Bloodline is a Netflix original series that keeps earning critical plaudits and major awards, including Emmy nominations and wins. (In 2016, Ben Mendelsohn took home Outstanding Supporting Actor in a Drama over heavyweights like Peter Dinklage and Kit Harington from Game of Thrones and Jonathan Banks from Better Call Saul.) Set in sunnily dread-inducing Florida, it plays like a smarter, darker, and up-to-date version of an '80s soap like Dallas or Dynasty, what with all the family members (played by big stars such as Kyle Chandler, Linda Cardellini, and Sissy Spacek) actively trying to destroy each other. But despite all that, Netflix decided the upcoming third season would mark the end of the line for Bloodline—the fallout from a rumored financial tug of war between the service and Sony, the studio that owns the show. As companies try to take back ground they unwittingly ceded to Netflix before streaming surged in popularity, this could be just the beginning of collateral damage-induced cancellations of online hits.

Good Girls Revolt

It's pretty frustrating when a promising series just doesn't get a chance. Imagine a world in which NBC decided to cancel Cheers at the end of its first season in 1983 because it was one of the lowest-rated shows on TV. Instead, it endured and became a TV classic—and eventually the Number One show on the dial. It would seem like online streaming services are the kinds of places where a small, niche show could have the luxury of finding its legs, as Amazon Prime or Netflix aren't beholden to advertisers—and that's why it's confusing and a bit inexplicable that Amazon canceled Good Girls Revolt. Set in the chaotic late '60s in the burgeoning women's rights movement, the show's entire first season debuted in October 2016. Less than six weeks later, it was canceled. The reason?

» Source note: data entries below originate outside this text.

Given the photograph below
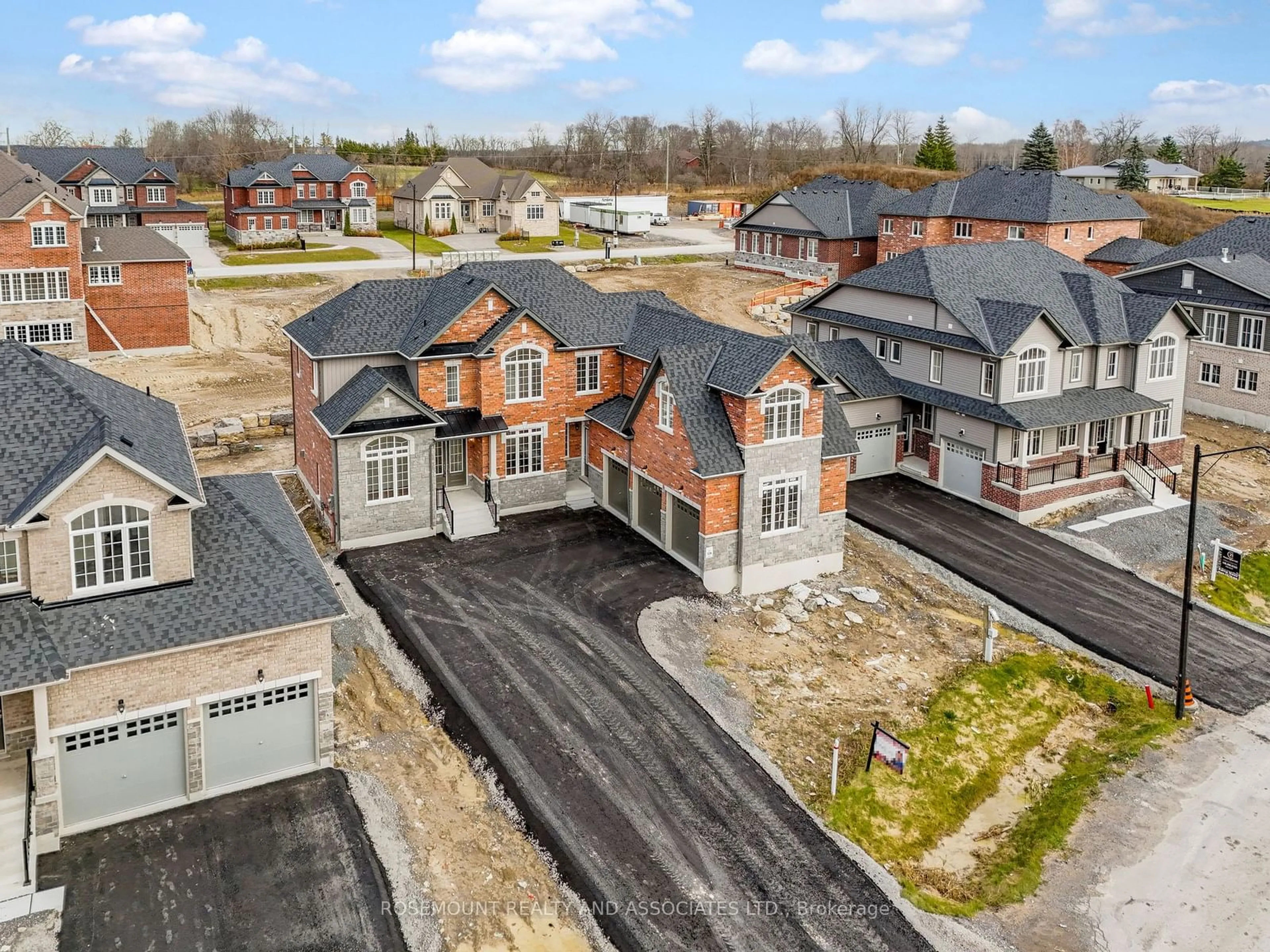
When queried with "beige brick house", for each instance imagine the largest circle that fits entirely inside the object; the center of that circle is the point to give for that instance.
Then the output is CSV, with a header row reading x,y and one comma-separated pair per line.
x,y
163,638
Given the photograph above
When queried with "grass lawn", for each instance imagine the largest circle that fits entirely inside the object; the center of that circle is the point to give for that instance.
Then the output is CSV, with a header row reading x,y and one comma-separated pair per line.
x,y
978,729
423,244
341,254
262,281
1241,205
1249,597
588,242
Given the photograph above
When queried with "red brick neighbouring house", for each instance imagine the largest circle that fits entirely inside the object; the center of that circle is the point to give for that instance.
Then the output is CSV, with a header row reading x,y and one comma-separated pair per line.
x,y
68,289
122,188
827,228
444,405
1005,205
269,204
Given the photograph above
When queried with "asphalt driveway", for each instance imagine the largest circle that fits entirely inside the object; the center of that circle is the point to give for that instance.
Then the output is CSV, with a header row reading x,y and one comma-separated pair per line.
x,y
285,867
1104,609
529,639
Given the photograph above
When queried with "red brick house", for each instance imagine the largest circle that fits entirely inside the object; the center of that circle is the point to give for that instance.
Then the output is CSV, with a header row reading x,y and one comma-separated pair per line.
x,y
75,290
445,405
122,188
827,228
1008,205
271,202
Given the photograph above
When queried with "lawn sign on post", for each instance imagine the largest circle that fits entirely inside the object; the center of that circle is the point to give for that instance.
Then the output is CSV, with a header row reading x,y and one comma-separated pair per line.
x,y
887,748
1226,560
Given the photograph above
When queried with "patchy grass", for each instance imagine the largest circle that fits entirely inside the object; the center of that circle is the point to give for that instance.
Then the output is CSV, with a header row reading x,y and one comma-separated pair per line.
x,y
588,242
262,281
977,730
1249,597
425,244
340,254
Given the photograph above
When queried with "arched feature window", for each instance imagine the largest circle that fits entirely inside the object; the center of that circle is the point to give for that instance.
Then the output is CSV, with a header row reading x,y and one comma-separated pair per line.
x,y
783,413
111,546
388,469
1164,357
1033,371
665,405
524,374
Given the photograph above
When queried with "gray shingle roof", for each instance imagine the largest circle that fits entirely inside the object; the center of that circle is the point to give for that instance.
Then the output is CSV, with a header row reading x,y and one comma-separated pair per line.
x,y
1127,251
1010,195
839,207
997,289
129,246
341,409
324,168
125,164
247,525
62,414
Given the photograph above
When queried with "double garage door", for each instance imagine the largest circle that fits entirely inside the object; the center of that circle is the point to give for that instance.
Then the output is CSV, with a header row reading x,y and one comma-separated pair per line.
x,y
131,766
877,451
962,469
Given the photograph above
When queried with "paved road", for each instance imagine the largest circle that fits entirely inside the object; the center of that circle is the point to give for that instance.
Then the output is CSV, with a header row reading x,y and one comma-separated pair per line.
x,y
1107,610
529,638
278,869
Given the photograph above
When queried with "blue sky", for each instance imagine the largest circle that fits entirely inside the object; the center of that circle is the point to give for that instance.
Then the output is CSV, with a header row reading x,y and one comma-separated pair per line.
x,y
497,66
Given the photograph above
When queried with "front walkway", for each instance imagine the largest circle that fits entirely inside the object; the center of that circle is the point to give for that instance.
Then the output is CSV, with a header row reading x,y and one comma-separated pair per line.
x,y
1098,606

Apparently Amazon Studios chief Roy Price personally didn't care for the show. (Evidently, the revolution will not be televised.)

BrainDead

This science-fiction/horror/political satire/comedy was probably a bit of a risk for CBS. But it had a nice pedigree going for it: It was created by Michelle and Robert King, creators of CBS's long-running legal drama The Good Wife. The completely original premise: A documentary filmmaker (Mary Elizabeth Winstead) from a prominent family goes to work for her senator brother in Washington, D.C. She has to deal with political intrigue, but also fight and expose the parasitic alien bugs that have infected and can control the minds of the U.S. government's top leaders. It aired over the summer to low ratings, and CBS opted against bringing it back. Perhaps the network's executives are under the control of parasitic alien bugs, but after the craziest election in generations, don't we need a show like this?

The Nightly Show

Around the same time Jon Stewart left The Daily Show in 2015, its companion program and lead-out The Colbert Report ended so Stephen Colbert could take over CBS's The Late Show. Replacing The Colbert Report was The Nightly Show starring Larry Wilmore, a Daily Show contributor and veteran comedy writer (he created The Bernie Mac Show and The PJs, and wrote for The Office and In Living Color).

Unlike the evolving Daily Show under new host Trevor Noah, Wilmore's Nightly Show emerged fully-formed right out of the gate, confident and clear in its tone and intent. It was a place where Wilmore and his staff could comment with comic agility (and brutal insight) on the state of race relations in the U.S. As the post-election climate looks to be a divisive one, and one in which more people are interested in politics and social issues, it's regrettable that The Nightly Show didn't bring in enough viewers to satisfy Comedy Central—but happily, Wilmore has since signed a new deal to develop scripted projects at ABC.